By running this overexposed copyright-infringement in a major gaming magazine, the college is openly admitting this was the best its students could offer, making this "course" about as good for your gaming career as having your thumbs chewed off by Jack Thompson. "Gowoon Choi" should have asked that his name not be included in tiny print alongside the edge. After this, he’ll be lucky to get a job washing windows: He'll turn up with his sponges and buckets of water, and they'd say "Sorry, Gowoon, but people have to look at these windows and we don't think you can be trusted with that."
The Game You Would Make: The fantasy version of Army Men - taking a classic and overused concept, making it look horribly fake and adding in a heaping dollop of terrible.
7. Full Sailing Backwards

Forget the fact that the college is called “Full Sail” and that the logo is a propeller plane and focus upon this particular ad. You couldn't misuse a controller more completely if you were a gay man playing Dead or Alive Paradise. Full Sail is apparently in search of idiots, because this ad showcases an epic dreamer holding a gaming controller … backwards, in the worst wrong-way-round disaster since a nurse miswired IV and colostomy bags.
This is a real M.C. Escher picture of failure - the longer you stare, the more impossible levels of wrongness are revealed. NO-ONE involved in this game design ad, from the model to the designers to the commissioning college, spotted that the thingy was the wrong way round? You could hand an Xbox controller to loin clothed savages in the depths of the Amazon, and while they might fear it as a soul-stealing machine (and probably be right) they'd eventually hold it the right way round. It's designed to fit in human hands, and if that's not enough of a clue for you and your fellow Zorblaxian shapeshifters all the colored buttons are on one side where you can see and press them.
Oh, and in case there’s a marketing type out there who wants to argue it makes a better picture this way… you are why true gamers hate marketing types.
The Game You Would Make: He's holding the left and right sticks like trigger buttons, so he's making an incredible art-house game where you're a stupid NPC civilian in a shooter where the only things you can do are "crouch" and "re-center the view in front of you." Either that or he's really as stupid as he looks, in which case he'd make "Accidentally eating the cables thinking they're licorice for ages 3 and under.
6. The Art Institute of Pittsburgh

Above: We're not including the ad’s annoying sounds and animation because, unlike everyone else involved in this ad, we're NOT assholes
Nothing says "We know what gamers like!" like an intrusive, obnoxious flash banner complete with sound, except maybe a free case of advanced arthritis of the thumbs. Barbie has brought better games to the table, and at least she doesn't pop up on your browser (or if she does, and you're also reading this site, you're also now on an FBI watchlist).

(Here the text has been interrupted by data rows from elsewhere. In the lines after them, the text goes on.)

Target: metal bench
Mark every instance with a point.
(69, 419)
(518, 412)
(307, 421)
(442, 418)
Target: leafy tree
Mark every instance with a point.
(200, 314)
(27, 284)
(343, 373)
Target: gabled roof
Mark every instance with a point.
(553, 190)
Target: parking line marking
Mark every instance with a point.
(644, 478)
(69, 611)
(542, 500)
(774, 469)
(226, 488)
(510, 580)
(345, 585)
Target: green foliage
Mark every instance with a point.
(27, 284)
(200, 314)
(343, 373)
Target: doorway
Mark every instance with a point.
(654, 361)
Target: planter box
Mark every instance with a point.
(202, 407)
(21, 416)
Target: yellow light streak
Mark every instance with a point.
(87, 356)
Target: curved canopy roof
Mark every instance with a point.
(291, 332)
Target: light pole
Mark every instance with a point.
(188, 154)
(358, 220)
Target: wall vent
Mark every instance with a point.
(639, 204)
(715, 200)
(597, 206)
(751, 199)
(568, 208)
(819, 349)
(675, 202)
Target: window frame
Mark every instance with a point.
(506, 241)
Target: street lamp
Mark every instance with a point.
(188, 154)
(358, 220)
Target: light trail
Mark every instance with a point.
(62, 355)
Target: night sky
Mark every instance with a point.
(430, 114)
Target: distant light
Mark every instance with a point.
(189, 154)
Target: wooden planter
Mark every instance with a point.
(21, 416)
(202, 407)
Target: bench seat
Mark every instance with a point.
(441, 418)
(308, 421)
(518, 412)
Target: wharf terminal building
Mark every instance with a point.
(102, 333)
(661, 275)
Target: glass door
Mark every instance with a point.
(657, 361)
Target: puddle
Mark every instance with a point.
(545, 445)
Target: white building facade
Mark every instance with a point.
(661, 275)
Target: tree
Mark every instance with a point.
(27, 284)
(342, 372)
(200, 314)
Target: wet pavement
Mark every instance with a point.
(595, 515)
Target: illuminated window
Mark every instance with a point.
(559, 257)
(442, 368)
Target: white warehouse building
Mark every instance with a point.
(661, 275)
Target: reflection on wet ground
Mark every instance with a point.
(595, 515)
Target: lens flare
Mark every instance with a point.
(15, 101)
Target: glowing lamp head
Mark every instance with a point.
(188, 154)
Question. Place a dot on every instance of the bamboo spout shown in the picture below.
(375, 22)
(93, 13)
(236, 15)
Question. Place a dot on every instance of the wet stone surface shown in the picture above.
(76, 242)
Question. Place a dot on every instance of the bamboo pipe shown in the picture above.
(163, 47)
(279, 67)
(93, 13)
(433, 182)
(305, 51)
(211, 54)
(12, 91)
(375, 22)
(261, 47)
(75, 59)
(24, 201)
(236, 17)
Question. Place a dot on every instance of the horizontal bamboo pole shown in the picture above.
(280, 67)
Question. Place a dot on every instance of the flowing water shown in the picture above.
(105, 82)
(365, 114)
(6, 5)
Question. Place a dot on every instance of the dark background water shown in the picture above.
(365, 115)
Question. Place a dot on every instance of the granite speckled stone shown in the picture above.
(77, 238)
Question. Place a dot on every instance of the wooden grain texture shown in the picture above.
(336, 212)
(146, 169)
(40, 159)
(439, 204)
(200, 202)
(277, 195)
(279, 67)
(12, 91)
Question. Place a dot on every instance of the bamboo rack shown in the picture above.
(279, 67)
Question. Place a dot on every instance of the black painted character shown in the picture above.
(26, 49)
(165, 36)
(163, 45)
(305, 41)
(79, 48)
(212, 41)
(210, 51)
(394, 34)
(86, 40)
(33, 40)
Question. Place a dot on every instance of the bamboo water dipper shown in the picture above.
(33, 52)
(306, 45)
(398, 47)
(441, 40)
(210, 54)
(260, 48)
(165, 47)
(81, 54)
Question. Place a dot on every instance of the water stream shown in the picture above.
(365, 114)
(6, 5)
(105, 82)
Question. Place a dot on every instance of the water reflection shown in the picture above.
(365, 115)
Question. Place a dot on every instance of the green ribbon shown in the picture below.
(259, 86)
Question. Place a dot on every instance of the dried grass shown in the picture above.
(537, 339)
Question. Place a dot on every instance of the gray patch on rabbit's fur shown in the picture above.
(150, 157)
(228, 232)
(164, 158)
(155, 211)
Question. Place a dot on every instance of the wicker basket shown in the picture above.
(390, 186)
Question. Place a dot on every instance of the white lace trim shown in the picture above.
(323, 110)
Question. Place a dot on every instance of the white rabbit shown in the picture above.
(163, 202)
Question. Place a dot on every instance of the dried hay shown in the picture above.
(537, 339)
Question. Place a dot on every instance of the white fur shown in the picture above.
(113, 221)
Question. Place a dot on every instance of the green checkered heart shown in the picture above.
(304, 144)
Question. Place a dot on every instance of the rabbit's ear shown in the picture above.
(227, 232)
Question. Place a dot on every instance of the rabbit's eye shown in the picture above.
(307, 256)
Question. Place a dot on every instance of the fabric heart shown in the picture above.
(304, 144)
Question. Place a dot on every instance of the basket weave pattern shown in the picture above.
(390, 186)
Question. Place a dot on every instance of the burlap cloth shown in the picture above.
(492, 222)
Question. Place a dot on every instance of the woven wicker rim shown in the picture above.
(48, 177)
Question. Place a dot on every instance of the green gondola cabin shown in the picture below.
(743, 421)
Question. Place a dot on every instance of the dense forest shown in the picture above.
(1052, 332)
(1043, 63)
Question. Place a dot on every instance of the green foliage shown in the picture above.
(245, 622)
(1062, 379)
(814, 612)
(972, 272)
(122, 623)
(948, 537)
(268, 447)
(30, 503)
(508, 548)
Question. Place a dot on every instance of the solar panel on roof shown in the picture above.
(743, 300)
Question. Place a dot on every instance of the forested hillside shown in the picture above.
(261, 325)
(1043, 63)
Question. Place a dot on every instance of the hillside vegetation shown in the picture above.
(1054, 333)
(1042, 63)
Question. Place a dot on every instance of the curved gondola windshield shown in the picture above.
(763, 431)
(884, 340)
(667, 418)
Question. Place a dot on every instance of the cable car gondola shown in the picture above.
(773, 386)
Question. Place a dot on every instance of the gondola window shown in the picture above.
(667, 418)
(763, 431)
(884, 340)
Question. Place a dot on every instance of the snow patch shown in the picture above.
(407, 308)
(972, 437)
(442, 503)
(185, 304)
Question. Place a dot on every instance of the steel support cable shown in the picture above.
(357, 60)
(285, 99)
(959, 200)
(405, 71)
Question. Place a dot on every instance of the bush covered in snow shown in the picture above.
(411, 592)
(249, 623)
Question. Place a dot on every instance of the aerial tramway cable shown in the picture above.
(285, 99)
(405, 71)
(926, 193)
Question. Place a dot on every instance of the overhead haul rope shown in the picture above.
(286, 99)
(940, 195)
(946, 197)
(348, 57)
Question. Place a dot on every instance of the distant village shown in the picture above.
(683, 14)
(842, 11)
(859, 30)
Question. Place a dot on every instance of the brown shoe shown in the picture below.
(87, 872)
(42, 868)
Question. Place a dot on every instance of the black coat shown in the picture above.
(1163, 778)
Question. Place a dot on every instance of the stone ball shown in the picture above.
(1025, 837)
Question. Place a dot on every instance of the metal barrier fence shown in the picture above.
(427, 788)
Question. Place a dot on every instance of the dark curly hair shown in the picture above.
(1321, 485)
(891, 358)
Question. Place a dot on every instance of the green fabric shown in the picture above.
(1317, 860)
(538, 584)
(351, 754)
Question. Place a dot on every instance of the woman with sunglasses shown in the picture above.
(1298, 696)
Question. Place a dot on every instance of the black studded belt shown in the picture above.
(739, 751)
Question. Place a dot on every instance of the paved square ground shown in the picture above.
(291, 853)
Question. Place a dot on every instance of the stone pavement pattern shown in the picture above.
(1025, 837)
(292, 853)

Add the fact that these casual browser-banner games are to real entertainment what wheelchairs are to ski-jumping (temporarily amusing when it happens but really a tragic disaster) and AIP would have a better chance of attracting real gamers with a World Record Pushup attempt. Doesn’t anyone there realize 99% of real gamers hate this crap? This is like advertising your culinary academy with a picture of a TV dinner.
The Game You'd Make: No one game, but the worst parts of all games. Considering this ad will entice students attracted by noisy flash banner ads, we’re thinking they’ll infest good game design teams just to add unskippable, spinny developer logos, extended cut-scenes and poorly-designed jumping sections between the final save point and the last boss.